Le 20 octobre 2009, le procureur de la République requiert 18 mois de prison ferme et 45 000 € d'amende à l'encontre de Jean-Louis Gergorin. Le 28 janvier 2010, il est reconnu coupable de dénonciation calomnieuse, usage de faux, recel d'abus de confiance et vol, et condamné à 3 ans de prison dont 15 mois de prison ferme et 40 000 euros d'amende par le tribunal correctionnel de Paris3. Il fait appel de la décision. Le 14 septembre 2011, il est condamné à 6 mois ferme4.Son pourvoi a été rejeté par la Cour de cassation le 27 février 2013. Jean-Louis Gergorin publie en mars 2007 un livre intitulé Rapacités, dans lequel il revient sur son rôle dans les affaires Clearstream, démonte un mécanisme financier sophistiqué qui aurait pu servir à effectuer à une certaine époque des transactions douteuses au sein de la chambre de compensation (mécanisme qui n'a plus cours aujourd'hui).

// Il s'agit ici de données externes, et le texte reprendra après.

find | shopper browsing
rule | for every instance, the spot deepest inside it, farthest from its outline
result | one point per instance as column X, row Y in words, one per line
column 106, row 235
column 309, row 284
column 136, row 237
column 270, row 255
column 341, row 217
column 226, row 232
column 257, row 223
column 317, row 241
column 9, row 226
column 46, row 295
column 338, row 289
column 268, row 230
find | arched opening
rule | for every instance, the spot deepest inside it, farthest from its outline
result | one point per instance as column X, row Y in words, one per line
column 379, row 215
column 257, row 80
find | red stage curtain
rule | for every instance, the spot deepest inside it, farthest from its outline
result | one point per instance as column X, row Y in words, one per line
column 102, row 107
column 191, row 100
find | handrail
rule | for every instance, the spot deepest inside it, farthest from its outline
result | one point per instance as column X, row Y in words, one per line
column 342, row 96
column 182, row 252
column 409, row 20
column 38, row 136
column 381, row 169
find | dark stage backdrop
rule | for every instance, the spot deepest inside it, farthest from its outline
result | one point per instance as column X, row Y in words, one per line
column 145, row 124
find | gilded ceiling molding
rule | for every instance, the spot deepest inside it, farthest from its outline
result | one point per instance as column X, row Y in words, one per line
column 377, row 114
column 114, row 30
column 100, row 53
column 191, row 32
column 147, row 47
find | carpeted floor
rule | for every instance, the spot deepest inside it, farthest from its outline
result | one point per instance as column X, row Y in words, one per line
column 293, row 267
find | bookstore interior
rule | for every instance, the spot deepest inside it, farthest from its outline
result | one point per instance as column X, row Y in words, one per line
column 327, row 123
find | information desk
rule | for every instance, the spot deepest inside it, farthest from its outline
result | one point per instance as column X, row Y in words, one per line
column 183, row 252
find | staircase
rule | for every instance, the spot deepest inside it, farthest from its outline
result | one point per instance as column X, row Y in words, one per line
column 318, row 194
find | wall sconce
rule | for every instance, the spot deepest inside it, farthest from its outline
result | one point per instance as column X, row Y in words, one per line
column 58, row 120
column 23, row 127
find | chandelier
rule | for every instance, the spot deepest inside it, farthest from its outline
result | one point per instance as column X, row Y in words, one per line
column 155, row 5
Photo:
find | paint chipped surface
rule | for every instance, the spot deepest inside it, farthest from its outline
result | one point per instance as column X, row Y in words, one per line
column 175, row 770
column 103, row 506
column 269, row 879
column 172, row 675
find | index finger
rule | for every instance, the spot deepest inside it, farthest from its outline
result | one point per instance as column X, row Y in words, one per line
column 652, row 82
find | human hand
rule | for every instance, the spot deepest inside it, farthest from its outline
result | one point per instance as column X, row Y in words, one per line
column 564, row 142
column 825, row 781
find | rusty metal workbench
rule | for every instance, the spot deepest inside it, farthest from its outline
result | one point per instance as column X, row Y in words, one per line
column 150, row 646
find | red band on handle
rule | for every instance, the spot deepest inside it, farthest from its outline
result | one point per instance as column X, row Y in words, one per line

Il y relate les résultats de l'enquête personnelle qu'il a menée avec la collaboration de Sophie Coignard sur le rôle de l'argent sale dans l'économie et la géopolitique mondiale, tant lors du blanchiment d'argent que lors d'opérations qui consistent à noircir de l'argent propre (noircissement d'argent), c’est-à-dire à extraire celui-ci de circuits économiques transparents pour financer les activités illégales, comme la corruption politique, le terrorisme ou la prolifération nucléaire. Il attire notamment l'attention sur la criminalisation avérée de pans entiers du système financier contemporain via le recours extrêmement fréquent aux services des paradis fiscaux dans le but de combiner souplesse, intraçabilité et anonymat des transactions illicites. Selon l'auteur, ces pratiques se répandent à un point tel qu'elles représentent aujourd'hui un risque de déstabilisation pour les démocraties et leurs économies. La maîtrise de la corruption endémique qui gangrène le système financier mondial serait donc l'un des enjeux majeurs de la géopolitique du xxie siècle.